Rudimentary support exists for SearXNG. To use a local or remote SearXNG instance instead of DuckDuckGo, simply paste the URL into the "SearXNG URL" text field of the "LLM Web Search" settings tab. The instance must support returning results in JSON format.
To modify the categories, engines, languages etc. that should be used for a specific query, it must follow the SearXNG search syntax. Currently, automatic redirect and Special Queries are not supported.
This extension comes out of the box with Okapi BM25 enabled, which is widely used and very popuplar for keyword based document retrieval. It runs on the CPU and, for the purpose of this extension, it is fast.
If you don't run the extension in "CPU only" mode and have some VRAM to spare,
you can also select SPLADE in the "Advanced settings" section
as an alternative. It has been shown to outperform BM25 in multiple benchmarks
and uses a technique called "query expansion" to add additional contextually relevant words
to the original query. However, it is slower than BM25. You can read more about it here.
To use SPLADE, you have to install the additional dependency qdrant-client.

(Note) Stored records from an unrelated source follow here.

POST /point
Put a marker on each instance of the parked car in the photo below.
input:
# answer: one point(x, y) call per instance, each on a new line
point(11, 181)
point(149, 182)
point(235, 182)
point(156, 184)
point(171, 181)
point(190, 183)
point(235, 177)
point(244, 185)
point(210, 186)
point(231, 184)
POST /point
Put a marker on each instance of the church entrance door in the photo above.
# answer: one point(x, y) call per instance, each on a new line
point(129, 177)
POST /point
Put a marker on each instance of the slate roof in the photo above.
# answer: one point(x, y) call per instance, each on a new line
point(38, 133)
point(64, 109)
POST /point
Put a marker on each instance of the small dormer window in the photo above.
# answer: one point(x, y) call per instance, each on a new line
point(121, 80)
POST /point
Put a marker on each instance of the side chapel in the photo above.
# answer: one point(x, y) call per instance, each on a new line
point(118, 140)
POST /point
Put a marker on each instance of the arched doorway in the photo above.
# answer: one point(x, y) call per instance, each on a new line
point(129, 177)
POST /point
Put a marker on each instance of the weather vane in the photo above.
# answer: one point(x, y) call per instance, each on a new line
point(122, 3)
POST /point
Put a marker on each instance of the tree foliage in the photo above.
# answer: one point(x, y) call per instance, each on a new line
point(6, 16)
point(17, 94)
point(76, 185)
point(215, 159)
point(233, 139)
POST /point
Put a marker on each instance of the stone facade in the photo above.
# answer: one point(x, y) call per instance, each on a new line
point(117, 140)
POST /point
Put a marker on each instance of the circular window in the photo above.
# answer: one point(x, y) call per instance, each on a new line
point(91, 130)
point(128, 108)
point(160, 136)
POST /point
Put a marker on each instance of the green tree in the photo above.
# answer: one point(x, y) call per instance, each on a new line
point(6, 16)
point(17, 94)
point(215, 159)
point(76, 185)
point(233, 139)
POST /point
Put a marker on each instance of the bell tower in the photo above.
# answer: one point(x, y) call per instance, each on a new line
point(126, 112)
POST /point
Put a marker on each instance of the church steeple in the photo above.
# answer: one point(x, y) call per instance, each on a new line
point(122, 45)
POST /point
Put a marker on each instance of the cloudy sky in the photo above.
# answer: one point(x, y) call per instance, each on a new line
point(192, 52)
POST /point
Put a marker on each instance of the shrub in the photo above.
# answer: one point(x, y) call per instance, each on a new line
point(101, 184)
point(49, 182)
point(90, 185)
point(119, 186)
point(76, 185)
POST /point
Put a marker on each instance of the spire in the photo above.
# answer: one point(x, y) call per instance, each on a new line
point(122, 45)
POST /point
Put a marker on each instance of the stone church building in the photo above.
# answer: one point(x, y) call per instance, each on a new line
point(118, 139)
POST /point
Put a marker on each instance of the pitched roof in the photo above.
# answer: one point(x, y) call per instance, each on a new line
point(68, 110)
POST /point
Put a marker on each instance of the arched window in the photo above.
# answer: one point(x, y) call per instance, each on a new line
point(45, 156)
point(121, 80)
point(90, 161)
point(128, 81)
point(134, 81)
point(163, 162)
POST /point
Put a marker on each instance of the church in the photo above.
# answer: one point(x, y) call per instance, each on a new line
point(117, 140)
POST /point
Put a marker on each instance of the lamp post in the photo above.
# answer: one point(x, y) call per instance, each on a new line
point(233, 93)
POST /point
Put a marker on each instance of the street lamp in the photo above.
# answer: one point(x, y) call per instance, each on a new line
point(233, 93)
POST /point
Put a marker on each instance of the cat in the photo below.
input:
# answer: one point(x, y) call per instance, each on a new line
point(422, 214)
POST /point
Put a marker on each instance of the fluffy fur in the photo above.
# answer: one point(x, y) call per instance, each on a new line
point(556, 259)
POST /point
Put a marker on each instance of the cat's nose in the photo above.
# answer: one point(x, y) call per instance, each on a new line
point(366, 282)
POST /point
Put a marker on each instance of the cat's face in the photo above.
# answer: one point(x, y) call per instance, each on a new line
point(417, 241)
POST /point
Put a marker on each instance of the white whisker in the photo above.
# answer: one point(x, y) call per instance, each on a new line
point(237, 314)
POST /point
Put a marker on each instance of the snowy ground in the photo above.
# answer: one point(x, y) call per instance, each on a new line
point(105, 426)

Simply activate the conda environment of the main web UI and run
pip install qdrant-client
.
To improve performance, documents are embedded in batches and in parallel. Increasing the
"SPLADE batch size" parameter setting improves performance up to a certain point,
but VRAM usage ramps up quickly with increasing batch size. A batch size of 8 appears
to be a good trade-off, but the default value is 2 to avoid running out of memory on smaller
GPUs.
Naively partitions a website's text into fixed sized chunks without any regard for the text content. This is the default, since it is fast and requires no GPU.
Tries to partition a website's text into chunks based on semantics. If two consecutive sentences have very different embeddings (based on the cosine distance between their embeddings), a new chunk will be started. How different two consecutive sentences have to be for them to end up in different chunks can be tuned using the sentence split threshold
parementer in the UI.
For natural language, this method generally produces much better results than character-based chunking. However, it is noticable slower, even when using the GPU.
If you (like me) have ≤ 12 GB VRAM, I recommend using Llama-3.1-8B-instruct or gemma-2-9b-it.